NEW YORK—Union Square Park was bustling on one of the first days of proper spring weather. Street dancers, chess players and book readers filled the park amidst a chaotic mix of Hip Hop and Swing music playing throughout the park.
Descending the stairs into the subway station, the commotion quieted down. A rare moment of silence was found near the turnstile. A step further and waves of Bel Canto style singing and the sweet strains of opera music engulfed the station. This was the doing of 22-year-old Samantha Margulies, a performer, writer, and student of English and Philosophy at Hunter College.
She performs three times a week in the Union Square subway station, and in other stations around the city, as part of the MTA’s Music Under New York program. Margulies was born and raised in Washington Heights.
The Epoch Times: How is it to perform in the subway?
Ms. Margulies: I like it a lot better than performing to an audience. You can really tell what people think of you. If they stay and listen and give me money I know they like me. It is [also] very informal, so I can try out whatever I want. I can experiment with different techniques.
I enjoy the spontaneity of performing in the subways. It could be anywhere. It is in between time and space. I can pretend I am in any sort of venue. It is very liberating.
Sometimes I do cabaret performances. I do Irish pubs a little bit, but mostly the subways.
The Epoch Times: What do you like about singing?

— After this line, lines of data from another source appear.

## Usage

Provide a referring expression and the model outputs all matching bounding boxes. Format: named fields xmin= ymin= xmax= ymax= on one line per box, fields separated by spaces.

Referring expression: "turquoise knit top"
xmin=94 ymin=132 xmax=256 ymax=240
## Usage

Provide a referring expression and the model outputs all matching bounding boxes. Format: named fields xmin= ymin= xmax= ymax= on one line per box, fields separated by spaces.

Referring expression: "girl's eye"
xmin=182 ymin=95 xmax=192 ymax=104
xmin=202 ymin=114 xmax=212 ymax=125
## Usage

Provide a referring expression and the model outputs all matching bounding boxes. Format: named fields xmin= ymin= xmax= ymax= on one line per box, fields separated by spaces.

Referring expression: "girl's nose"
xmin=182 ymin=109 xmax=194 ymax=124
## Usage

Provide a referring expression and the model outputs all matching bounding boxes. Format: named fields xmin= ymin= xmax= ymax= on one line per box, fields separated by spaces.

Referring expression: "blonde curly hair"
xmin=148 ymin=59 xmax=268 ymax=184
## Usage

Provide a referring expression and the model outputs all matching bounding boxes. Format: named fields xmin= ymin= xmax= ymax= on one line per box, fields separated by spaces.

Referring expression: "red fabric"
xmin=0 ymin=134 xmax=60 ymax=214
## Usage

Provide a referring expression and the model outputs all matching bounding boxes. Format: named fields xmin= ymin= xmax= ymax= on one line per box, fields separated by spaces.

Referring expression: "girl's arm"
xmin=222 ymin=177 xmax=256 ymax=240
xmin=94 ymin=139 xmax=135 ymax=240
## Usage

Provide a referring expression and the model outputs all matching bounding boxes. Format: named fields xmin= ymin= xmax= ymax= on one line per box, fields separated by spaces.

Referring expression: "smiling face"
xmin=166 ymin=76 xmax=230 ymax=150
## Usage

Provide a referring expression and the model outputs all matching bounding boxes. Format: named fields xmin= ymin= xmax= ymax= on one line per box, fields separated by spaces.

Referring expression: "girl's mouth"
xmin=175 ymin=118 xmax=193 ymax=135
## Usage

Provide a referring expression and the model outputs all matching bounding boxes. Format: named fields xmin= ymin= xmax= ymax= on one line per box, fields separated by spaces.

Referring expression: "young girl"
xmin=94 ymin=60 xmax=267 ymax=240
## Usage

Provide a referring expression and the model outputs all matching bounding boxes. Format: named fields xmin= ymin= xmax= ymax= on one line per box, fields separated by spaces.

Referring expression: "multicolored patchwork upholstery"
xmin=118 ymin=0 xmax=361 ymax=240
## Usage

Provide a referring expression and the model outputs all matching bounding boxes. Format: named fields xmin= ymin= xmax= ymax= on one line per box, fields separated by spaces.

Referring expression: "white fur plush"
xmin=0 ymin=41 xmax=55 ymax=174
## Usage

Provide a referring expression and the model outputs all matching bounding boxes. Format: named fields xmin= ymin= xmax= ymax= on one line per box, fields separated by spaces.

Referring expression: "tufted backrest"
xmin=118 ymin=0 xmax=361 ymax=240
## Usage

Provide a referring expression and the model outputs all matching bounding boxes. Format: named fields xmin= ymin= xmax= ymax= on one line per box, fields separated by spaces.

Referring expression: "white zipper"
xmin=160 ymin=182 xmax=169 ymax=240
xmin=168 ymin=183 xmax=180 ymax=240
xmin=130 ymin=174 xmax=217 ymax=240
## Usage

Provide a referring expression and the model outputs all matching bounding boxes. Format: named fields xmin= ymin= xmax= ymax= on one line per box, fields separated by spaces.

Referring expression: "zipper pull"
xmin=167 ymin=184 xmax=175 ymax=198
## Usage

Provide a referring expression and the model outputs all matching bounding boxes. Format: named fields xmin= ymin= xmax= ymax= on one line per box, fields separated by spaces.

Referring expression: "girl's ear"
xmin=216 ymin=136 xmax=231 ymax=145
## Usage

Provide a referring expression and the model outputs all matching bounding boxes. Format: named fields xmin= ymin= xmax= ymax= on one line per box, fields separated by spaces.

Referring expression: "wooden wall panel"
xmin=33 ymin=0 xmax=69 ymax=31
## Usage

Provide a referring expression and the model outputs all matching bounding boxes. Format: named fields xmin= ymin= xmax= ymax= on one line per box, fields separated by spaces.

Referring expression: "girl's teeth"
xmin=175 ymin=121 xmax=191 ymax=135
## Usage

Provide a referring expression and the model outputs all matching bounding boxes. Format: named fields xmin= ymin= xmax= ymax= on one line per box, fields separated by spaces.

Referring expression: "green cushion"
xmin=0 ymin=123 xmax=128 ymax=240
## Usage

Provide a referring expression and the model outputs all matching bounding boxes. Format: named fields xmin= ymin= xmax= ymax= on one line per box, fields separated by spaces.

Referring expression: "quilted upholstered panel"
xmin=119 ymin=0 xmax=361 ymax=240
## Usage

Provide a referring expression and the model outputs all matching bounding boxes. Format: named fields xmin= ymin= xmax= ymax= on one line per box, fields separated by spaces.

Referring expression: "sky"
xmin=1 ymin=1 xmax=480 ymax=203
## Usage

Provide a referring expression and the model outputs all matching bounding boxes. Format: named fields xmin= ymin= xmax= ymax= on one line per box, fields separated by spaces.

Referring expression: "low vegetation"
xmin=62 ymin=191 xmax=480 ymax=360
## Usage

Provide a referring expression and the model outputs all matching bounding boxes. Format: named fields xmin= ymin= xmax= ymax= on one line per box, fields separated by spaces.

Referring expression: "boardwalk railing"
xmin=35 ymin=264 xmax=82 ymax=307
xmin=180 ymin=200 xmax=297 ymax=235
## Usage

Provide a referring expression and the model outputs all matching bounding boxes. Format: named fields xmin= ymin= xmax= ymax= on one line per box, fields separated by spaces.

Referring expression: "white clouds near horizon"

Ms. Margulies: I enjoy being able to translate speaking into song. I’ve been studying [singing] since I was seven years old. I listened to a lot of musical theater and Disney and started learning to sing by imitating Broadway singers.
I’m also writing a novel, and songs, and also doing some visual arts. I have different artistic interests. I’m trying to integrate them. I can’t really choose.
The Epoch Times: How was it to grow up in New York?
Ms. Margulies: [Growing up] I felt like I am living between two different worlds. Where I live there are a lot of old buildings and Art Deco stuff. When I go downtown, where my education is, it is a lot more modern and urban and crowded.
I had a pretty good time [growing up here]. People who grow up in the city have a stronger immune system. People who move to the city from the suburbs or the country end up getting sick a lot. People who grew up in the city can live anywhere.
I like New York. I have to. I am really adapted to it.